“We have been continuously levelling,” Al Hammadi continues. “It started four years ago, and from that time we have levelling day and night, and we will be continuing for the next two or three years.”
The sheer pace of the excavation, loading and dumping required to level the dunes and fill in adjacent depressions is why the choice of tipper trucks was so critical. Downtime is not an option.
At the same time, in the cash-strapped economic climate, the RAK PWSD is constantly looking for ways to reduce its costs without cutting corners. Al Hammadi is driving change in the direction of higher productivity and performance and lower total cost of operation.

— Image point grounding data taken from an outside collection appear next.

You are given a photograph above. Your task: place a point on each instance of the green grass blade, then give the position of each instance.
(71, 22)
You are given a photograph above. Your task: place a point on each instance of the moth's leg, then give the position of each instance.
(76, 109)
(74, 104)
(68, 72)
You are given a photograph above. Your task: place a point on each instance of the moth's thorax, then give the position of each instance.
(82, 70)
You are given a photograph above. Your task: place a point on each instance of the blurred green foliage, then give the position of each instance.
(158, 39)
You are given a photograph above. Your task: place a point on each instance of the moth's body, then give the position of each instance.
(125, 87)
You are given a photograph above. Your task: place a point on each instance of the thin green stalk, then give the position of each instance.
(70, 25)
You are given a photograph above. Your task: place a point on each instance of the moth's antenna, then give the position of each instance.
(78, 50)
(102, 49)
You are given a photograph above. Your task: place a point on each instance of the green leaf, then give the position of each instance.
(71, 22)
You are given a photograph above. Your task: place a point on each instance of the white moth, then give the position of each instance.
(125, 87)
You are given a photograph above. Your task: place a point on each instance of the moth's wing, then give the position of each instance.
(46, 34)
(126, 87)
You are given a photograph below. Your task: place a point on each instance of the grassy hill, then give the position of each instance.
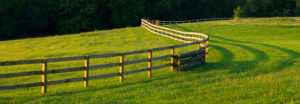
(254, 60)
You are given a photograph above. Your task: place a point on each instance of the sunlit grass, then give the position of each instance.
(254, 60)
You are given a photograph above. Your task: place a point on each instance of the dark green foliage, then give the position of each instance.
(33, 18)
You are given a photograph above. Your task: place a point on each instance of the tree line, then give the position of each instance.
(34, 18)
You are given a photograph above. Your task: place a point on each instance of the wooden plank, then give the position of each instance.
(66, 59)
(92, 67)
(191, 60)
(135, 52)
(136, 61)
(44, 77)
(192, 53)
(65, 70)
(66, 80)
(103, 76)
(147, 28)
(187, 44)
(17, 86)
(21, 62)
(104, 55)
(161, 57)
(121, 66)
(135, 71)
(184, 68)
(86, 71)
(18, 74)
(149, 63)
(161, 66)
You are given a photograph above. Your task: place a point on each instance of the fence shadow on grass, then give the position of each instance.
(243, 66)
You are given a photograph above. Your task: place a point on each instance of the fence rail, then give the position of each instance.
(178, 62)
(186, 21)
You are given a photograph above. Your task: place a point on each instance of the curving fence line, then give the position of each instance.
(178, 62)
(187, 21)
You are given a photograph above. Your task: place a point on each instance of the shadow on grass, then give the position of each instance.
(242, 66)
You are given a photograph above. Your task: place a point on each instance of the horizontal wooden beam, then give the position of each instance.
(65, 70)
(184, 68)
(193, 53)
(65, 81)
(136, 61)
(161, 48)
(161, 66)
(104, 55)
(135, 71)
(92, 67)
(135, 52)
(191, 60)
(66, 59)
(18, 74)
(21, 62)
(17, 86)
(161, 57)
(103, 76)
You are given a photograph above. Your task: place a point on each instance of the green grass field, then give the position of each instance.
(255, 60)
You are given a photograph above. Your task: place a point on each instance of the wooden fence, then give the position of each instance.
(186, 21)
(178, 62)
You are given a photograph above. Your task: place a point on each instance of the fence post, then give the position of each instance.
(121, 66)
(172, 58)
(86, 71)
(199, 45)
(178, 63)
(149, 62)
(44, 77)
(207, 46)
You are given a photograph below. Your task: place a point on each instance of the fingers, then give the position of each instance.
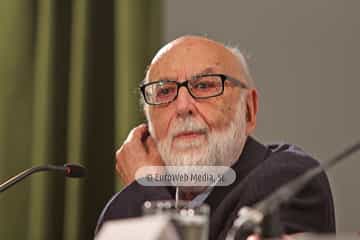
(138, 133)
(151, 145)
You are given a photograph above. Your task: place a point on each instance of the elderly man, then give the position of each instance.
(201, 106)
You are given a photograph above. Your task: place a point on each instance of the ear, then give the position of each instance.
(252, 101)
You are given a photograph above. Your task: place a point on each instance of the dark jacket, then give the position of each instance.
(259, 171)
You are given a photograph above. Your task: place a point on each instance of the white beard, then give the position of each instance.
(221, 148)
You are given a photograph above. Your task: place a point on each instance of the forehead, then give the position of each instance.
(190, 57)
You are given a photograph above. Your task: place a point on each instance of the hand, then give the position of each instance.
(138, 150)
(283, 237)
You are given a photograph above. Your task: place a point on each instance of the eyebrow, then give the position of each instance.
(205, 71)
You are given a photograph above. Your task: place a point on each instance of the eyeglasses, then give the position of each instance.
(200, 87)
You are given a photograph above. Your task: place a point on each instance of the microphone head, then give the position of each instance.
(74, 170)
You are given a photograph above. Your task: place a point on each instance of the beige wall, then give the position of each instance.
(304, 56)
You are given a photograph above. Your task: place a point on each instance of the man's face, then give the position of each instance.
(198, 131)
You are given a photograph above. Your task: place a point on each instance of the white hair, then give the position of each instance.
(241, 58)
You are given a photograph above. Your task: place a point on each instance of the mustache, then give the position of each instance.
(188, 124)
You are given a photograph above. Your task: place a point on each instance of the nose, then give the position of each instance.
(184, 103)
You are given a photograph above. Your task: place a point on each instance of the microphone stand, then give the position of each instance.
(263, 216)
(70, 170)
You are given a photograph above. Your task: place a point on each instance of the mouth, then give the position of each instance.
(189, 135)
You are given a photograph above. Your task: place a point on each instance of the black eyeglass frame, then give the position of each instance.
(185, 84)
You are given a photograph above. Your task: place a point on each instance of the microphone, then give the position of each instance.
(257, 218)
(70, 170)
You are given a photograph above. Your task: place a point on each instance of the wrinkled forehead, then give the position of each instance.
(183, 59)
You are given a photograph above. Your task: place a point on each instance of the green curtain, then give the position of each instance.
(69, 71)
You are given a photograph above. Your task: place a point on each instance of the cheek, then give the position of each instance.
(219, 112)
(160, 122)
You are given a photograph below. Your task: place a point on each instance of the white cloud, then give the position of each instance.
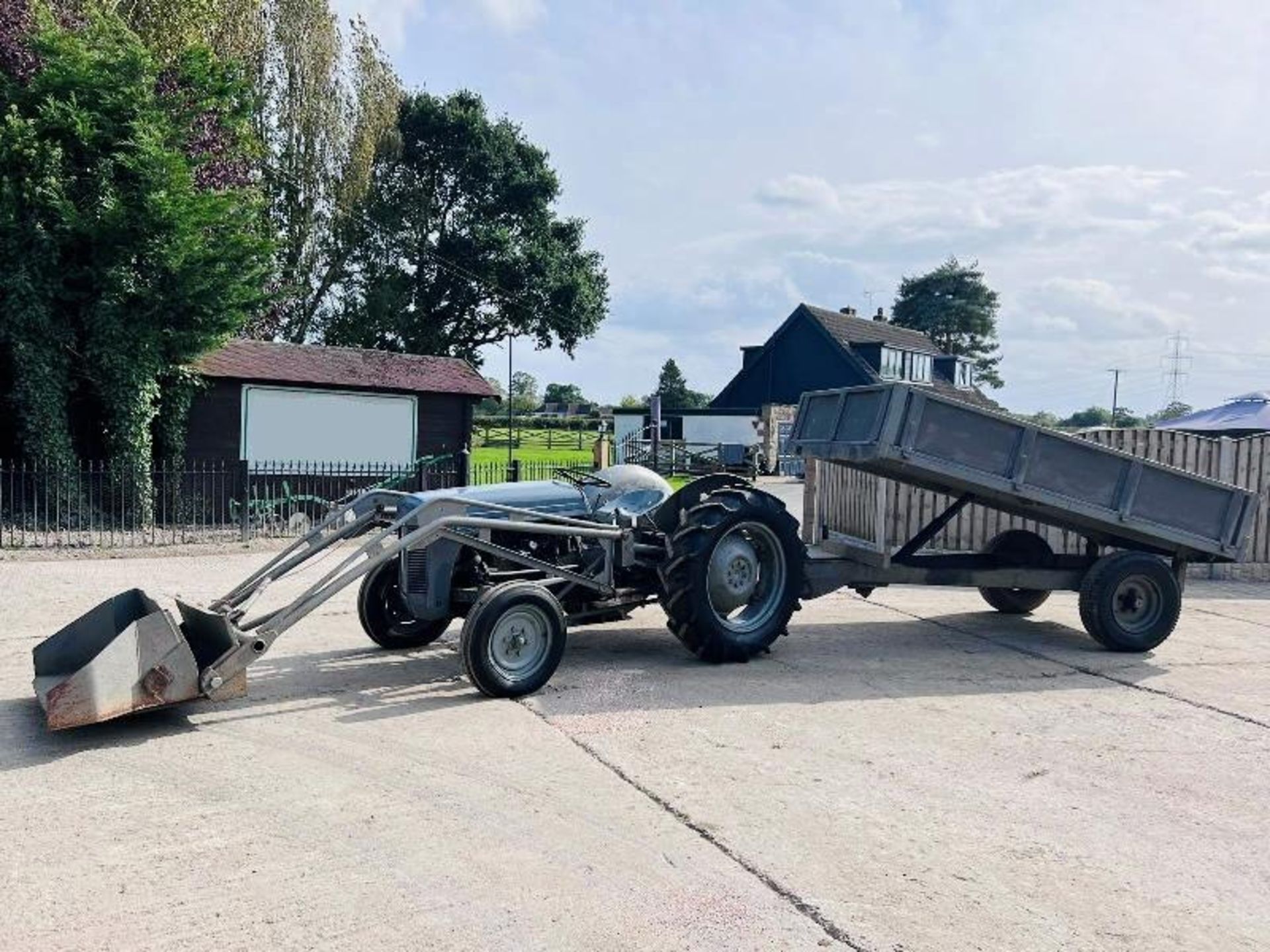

Pointing to some existing inefficiencies, he notes: “The old vehicles, the old trucks — some of them really you cannot find spare parts — that’s why we are now very selective. We are trying to unify our fleet and limit our selection to brands like Iveco, Caterpillar and Komatsu. Before, we would purchase 10 units at a time: Iveco, MAN, Scania, Daimler; now we are thinking differently.
Emphasising the pressure of parts supply, he adds: “It becomes too much. It is better to stick to two; not to keep one monopoly, but two. If you have maximum three, ok, but unifying is now the trend.”
The recent order with Iveco also represents the latest phase of a long-term relationship between RAK PWSD and both the Italian truck brand and its UAE distributor Saeed Mohammed Al Ghandi & Son (SMAG), of the Al Ghandi Auto Group, which first sold an order of Iveco vehicles to the authority more than 20 years ago.
Graham Turner, CEO of Al Ghandi Auto Group, who was also on-site in RAK, says of the relationship between the two parties: “Aftersales is where the whole long-term point comes in. We have to work together — even though RAK PWSD is doing its own maintenance —because everything is now so technological that we have train our customer’s teams. Iveco and Al Ghandi do that to make sure that the technology is being used properly.”
Al Hammadi responds: “Especially when you bring a new fleet or equipment really they (SMAG) are helpful — they come here, they sit here for a week or two weeks, they train our guys and they do whatever is needed. Also, they have their back-up here — they have their spare parts right here in the UAE. That’s not the case with some other brands.”
Turner adds: “It’s also a two-way street. We work closely with our customers, and they in turn don’t deal with the grey market — and that ultimately it benefits both of us. We have to be in partnership — if we just sold the trucks and ran away, it would be no good.”
Al Hammadi adds: “It is going well. Our people are managing and cooperating. It’s like a family business now,” Turner chimes in. “That’s the way I try and run the company — like you’ve joined the family!”
Another measure that Al Hammadi is working on to raise the overall productivity of his fleet is to sell his trucks and machines on after a few years where before RAK PWSD would retain units indefinitely.